On October 7, 2021 -Gennao Bio, a privately-held genetic medicines company developing first-in-class, targeted nucleic acid therapeutics, reported new preclinical data for its gene monoclonal antibody (GMAB) platform technology was presented as a virtual poster presentation at the AACR (Free AACR Whitepaper)-NCI-EORTC AACR-NCI-EORTC (Free AACR-NCI-EORTC Whitepaper) International Conference on Molecular Targets and Cancer Therapeutics (EORTC-NCI-AACR) (Free ASGCT Whitepaper) (Free EORTC-NCI-AACR Whitepaper) (Press release, Gennao Bio, OCT 7, 2021, View Source [SID1234590950]).

Schedule your 30 min Free 1stOncology Demo!
Discover why more than 1,500 members use 1stOncology™ to excel in:

Early/Late Stage Pipeline Development - Target Scouting - Clinical Biomarkers - Indication Selection & Expansion - BD&L Contacts - Conference Reports - Combinatorial Drug Settings - Companion Diagnostics - Drug Repositioning - First-in-class Analysis - Competitive Analysis - Deals & Licensing

                  Schedule Your 30 min Free Demo!

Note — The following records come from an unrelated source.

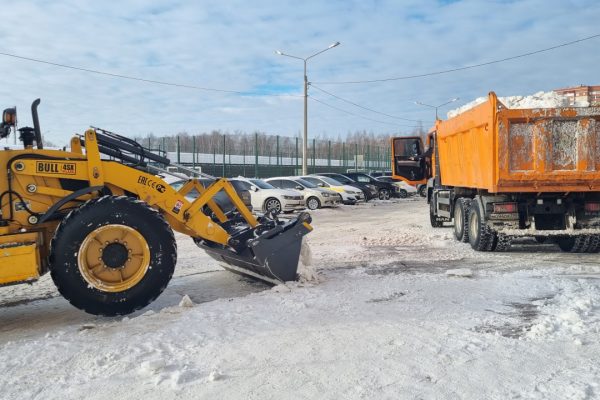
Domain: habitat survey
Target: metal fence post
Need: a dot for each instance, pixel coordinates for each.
(277, 155)
(356, 156)
(224, 142)
(244, 156)
(194, 152)
(314, 156)
(296, 170)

The results presented demonstrate GMAB’s ability to systemically target and deliver an RNA payload to central nervous system (CNS) tumors in a mouse model of human medulloblastoma (DAOY). Studies conducted with fluorescently labeled GMAB show that the antibody readily penetrates into the central nervous system, and is quickly internalized and retained by tumors. Additional studies combining GMAB with 3p-hpRNA, a known activator of the immune signaling RIG-I pathway, show more than 50% reduction in intracranial tumor burden and suppression of spinal metastases following a single dose.

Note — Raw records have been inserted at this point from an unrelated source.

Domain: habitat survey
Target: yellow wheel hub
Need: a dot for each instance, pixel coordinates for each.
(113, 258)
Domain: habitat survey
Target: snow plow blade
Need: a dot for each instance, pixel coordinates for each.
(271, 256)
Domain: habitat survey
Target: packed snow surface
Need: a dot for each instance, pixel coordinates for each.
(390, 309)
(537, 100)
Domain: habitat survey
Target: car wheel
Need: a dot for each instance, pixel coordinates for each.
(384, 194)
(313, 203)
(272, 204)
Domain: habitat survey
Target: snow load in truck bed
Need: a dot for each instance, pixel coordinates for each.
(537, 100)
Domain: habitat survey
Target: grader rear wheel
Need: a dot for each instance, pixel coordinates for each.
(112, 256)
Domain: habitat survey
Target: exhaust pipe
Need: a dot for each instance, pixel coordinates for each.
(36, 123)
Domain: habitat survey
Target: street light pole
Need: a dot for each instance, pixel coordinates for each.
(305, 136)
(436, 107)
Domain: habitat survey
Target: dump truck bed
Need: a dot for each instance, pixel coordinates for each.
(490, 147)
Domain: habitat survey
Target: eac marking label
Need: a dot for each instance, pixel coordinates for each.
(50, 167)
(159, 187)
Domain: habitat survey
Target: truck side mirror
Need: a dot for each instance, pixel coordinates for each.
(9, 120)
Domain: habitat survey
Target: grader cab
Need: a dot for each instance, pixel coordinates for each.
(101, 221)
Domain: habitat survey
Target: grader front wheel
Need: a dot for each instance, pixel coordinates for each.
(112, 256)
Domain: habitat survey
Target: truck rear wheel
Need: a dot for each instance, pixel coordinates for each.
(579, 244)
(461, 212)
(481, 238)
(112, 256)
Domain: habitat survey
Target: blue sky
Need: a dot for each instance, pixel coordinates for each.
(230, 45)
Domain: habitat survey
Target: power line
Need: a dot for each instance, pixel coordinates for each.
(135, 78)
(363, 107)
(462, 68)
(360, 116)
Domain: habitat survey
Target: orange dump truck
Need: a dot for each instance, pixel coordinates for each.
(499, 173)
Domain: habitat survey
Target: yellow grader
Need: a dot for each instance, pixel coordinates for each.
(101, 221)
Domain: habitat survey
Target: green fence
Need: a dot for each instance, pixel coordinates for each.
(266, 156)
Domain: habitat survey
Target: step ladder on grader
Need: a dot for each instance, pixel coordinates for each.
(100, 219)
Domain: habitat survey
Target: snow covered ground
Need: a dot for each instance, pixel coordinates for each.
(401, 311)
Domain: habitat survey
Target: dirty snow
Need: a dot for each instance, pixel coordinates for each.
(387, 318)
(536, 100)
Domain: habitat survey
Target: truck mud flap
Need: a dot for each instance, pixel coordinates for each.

"The results presented today further reinforce the potential of our GMAB platform in oncology and support continued advancement. We look forward to nominating our first clinical program by the end of the year," said Stephen Squinto, Ph.D., chief executive officer and chair of the board of Gennao Bio.

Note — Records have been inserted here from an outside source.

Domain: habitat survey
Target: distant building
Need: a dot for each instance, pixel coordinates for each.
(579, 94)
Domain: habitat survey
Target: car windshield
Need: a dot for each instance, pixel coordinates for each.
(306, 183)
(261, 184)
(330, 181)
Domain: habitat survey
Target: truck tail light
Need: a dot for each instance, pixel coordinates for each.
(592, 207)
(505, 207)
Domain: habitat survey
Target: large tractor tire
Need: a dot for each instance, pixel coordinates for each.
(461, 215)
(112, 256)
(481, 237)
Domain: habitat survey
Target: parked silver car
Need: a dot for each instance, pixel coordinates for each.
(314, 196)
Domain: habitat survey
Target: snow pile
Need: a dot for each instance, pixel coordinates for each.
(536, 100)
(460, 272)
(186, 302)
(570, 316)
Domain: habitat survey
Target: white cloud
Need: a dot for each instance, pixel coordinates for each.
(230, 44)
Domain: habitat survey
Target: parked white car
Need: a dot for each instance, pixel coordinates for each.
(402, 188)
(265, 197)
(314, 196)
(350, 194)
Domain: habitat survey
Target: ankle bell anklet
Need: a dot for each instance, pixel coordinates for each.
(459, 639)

"Treating CNS tumors systemically is challenging given the need to cross the blood-brain barrier and often requires the use of complicated formulations and invasive methods of delivery," said Peter M. Glazer, M.D., Ph.D., Chair of the Department of Therapeutic Radiology, Professor of Genetics and Robert E. Hunter Professor of Therapeutic Radiology at the Yale School of Medicine. "These promising results highlight a novel, non-invasive, targeted approach for the systemic delivery of immunostimulatory RNAs to multiple tumors, offering the potential for improved treatments options over current approaches."

The full abstract and poster presentation can be accessed on the AACR (Free AACR Whitepaper)-NCI-EORTC conference website.